Quarterly Outlook
Macro Outlook: The US rate cut cycle has begun
Peter Garnry
Chief Investment Strategist
Head of Commodity Strategy
Summary: COT on commodities in week to November 12 showed how U.S.-China trade hopes continued to attract strong buying interest in crude oil while long liquidation in metals continued. The grains sector were mixed while all four soft commodities, led by coffee, were bought
Saxo Bank publishes two weekly Commitment of Traders reports (COT) covering leveraged fund positions in commodities, bonds and stock index futures. For IMM currency futures and the VIX, we use the broader measure called non-commercial.
The below summary highlights futures positions and changes made by hedge funds across 24 key commodity futures up until last Tuesday, November 12. The report covered a week where the markets were buoyed by hopes that a “phase one” U.S.-China trade deal was getting close to being finalized. Volatility and gold continued to be sold while both the dollar and oil received a bid.
The prospect for a growth stabilizing trade deal supported continued hedge fund buying in crude oil while long liquidation in metals, led by gold, continued. Grains were mixed while all four soft commodities were bought, not least coffee.
Several +20,000 lots changes were seen on both the buy and sell side with the biggest being WTI, Brent, gold, soybeans, sugar and coffee.
Buying of crude oil continued to accelerate with the net long in Brent and WTI jumping by a combined 65,115 lots valued at close to $4 billion. The total reached 463,935 lots, the highest since September 24 with the pace of buying during the past four weeks being the strongest since April. Short seller capitulation in WTI drove the move last week with the gross-short being cut by 44,228 lots or 41%.
Gold longs continued to be reduced in response to the latest price drop which saw the metal challenge key support below $1450/oz. From a record high on September 24 the net-long has since been cut by one-third and last week it reached 200k lots for the first time since June. Bullish bets on silver meanwhile has now been cut in half since September to 32.6k lots, not far from the 27k five-year average.

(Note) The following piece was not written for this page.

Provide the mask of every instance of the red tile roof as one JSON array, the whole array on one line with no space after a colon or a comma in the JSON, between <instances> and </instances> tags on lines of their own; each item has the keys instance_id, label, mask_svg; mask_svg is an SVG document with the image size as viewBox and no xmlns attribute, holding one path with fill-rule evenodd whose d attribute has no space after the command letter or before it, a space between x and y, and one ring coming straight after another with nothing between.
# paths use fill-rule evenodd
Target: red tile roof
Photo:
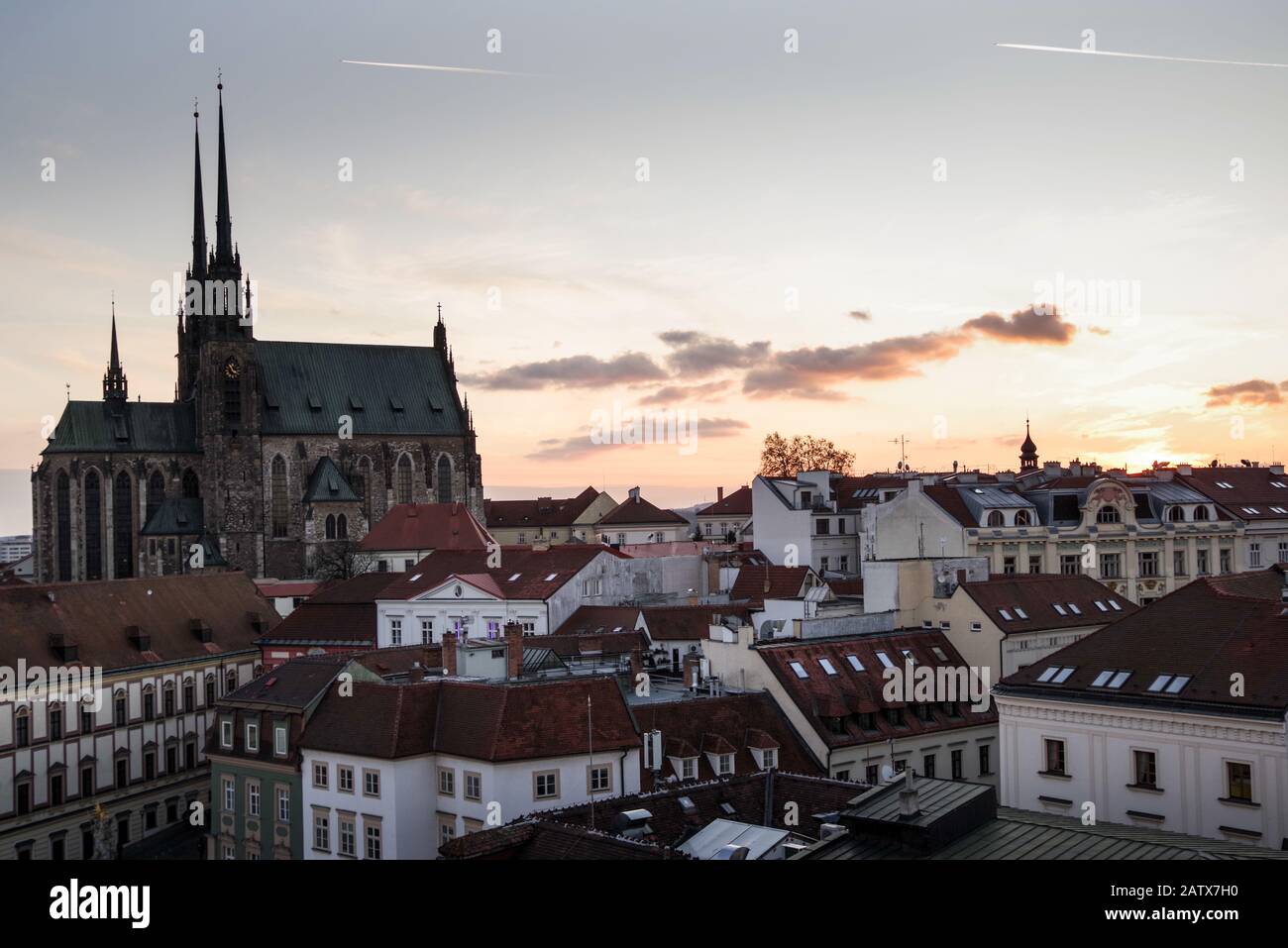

Grains were mixed with soybeans suffering the biggest amount of long liquidation after the price dropped to a six-week low. This in response to ample U.S. supplies and some trade pessimism related to weaker Chinese demand. Wheat saw small amount of buying while corn continued to be sold despite ongoing harvest delays raising questions about the USDA’s optimistic yield and production forecasts.
Soft commodities were all bought with short covering in coffee driving a 72% reduction in the net short to 11,420 lots while the 5% weekly price surge in cocoa attracted additional buying with the net long rising to 45,290 lots, just a whisker below the July peak at 46,648 lots.